At that point, a case of undiagnosed myopathy was suspected. However, blood sample was sent to check for serum electrolyte levels and glucose. The result of blood glucose was 41 mg/dl. This hypoglycaemia was corrected with 30 ml of 10% Dextrose over half an hour, after which he regained consciousness, and was extubated successfully. On subsequent follow up and investigations, he was diagnosed to have juvenile diabetes.


Hypoglycaemia as a cause for delayed recovery must be suspected, even in paediatric population. Stress normally causes release of sympathomimetic agents and thereby increased glucose levels. However, in susceptible patients, it can cause serious hypoglycaemia, which can be catastrophic.

Risk factors for hypoglycaemia in children:

Long periods of starvation, over hydration with intravenous fluids not containing Dextrose, Neonates born to diabetic mothers, recent sepsis, viral infections, altered metabolism, syndromes including endocrinopathies like hypothyroidism, or hypopituitarism.
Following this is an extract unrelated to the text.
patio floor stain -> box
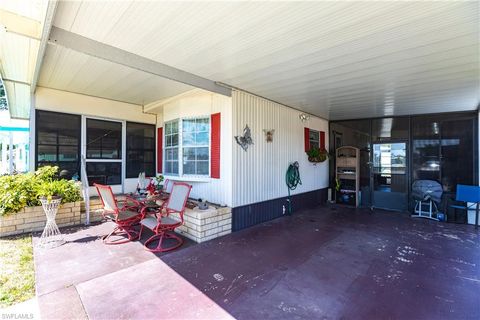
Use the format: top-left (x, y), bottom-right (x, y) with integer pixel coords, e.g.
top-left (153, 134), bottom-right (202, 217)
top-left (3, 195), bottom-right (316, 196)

Some of the disease patterns recognized with hypoglycaemia include permanent neonatal diabetes, juvenile diabetes, pancreatic syndromes, and asymptomatic hypoglycaemia. This is a reversible cause in terms of recovering the patient from anaesthesia, provided it is recognised on time and treated. Efforts must be taken to maintain adequate glucose levels.


  1. Ly TT, Maahs DM, Rewers A, et al. Assessment and management of hypoglycemia in children and adolescents with diabetes. Pediatr Diabetes. 2014.
  2. Wight N, Marinelli KA. ABM clinical protocol #1: guidelines for glucose monitoring and treatment of hypoglycemia in breastfed neonates. Breastfeed Med.